The Different Boarding Methods
In 2008, a particle physicist named Jason Steffan from the Fermilab Center for Particle Astrophysics in Illinois simulated three different boarding methods using a computer model to see which was fastest. Boarding methods tested were:
Back to front
- Window seats, then middle seats, then aisle seats (nicknamed the "Wilma" method)
- Letting passengers board randomly
Surprisingly, random was fastest. Why? Because random boarding results in random avoidance of space conflicts, whereas a standard back-to-front boarding technique almost guarantees multiple people trying to access the same physical space at once.
Steffan's model assumed that the biggest time crunch in boarding a plane is the time required for passengers to stow carry-on luggage.
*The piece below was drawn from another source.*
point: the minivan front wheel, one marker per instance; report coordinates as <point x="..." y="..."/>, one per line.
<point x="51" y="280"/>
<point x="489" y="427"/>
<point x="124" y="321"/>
The computer model employed a technique called Monte Carlo optimization, which is used in simulating flow systems with numerous "degrees of freedom," such as movements within collections of disordered materials, which sounds remarkably similar to a gaggle of passengers boarding a plane.
When the theory behind this boarding method was first published back in 2008 in the Journal of Air Transportation Management, nobody paid any attention to it. But Steffan recently conducted an experiment where 72 luggage-carrying "passengers" boarded a replica Boeing 757 airplane with standard dimensions and seat layout using five different boarding methods. To add "real world" complexity, the experiment always allowed parent-child pairs to board first. In the experiment, random boarding came out in the middle, time-wise. The Wilma method was second fastest, resulting in a 40% gain in efficiency.
So Which Boarding Method Was Fastest?
The fastest method was one Steffan came up with himself:
- boarding alternating rows at the same time
- starting with window seats, then middle seats, then aisle seats
- starting at the back of the plane
With this method, passengers have enough elbow room to stow their carry-on luggage simultaneously and nobody has to pass people standing in the aisle. It almost doubles boarding speed by minimizing passengers trying to use the same physical space at the same time.
With enormous aircraft like the Airbus A380 (which has two passenger decks and two passenger loading bridges), models are a bit more complex. The back-to-front Wilma method is theoretically fastest, but getting 500+ passengers in back to front order is impractical, so using the Wilma method in three stages, starting with the passenger loading bridge at the back of the plane, has been shown to be fastest.
So How Should You Board a Plane
What's your takeaway from these experiments when enjoying those cheap flights you booked? Here's how we break it down for you:
- If you need overhead bin space, board as early as possible.
- If not, and you're not worried about having to gate check a bag, you can hang back and wait till everyone's done with the overhead-bin shuffle. You may have to crawl over a lap or two, but you shouldn't have to fight to get to your row.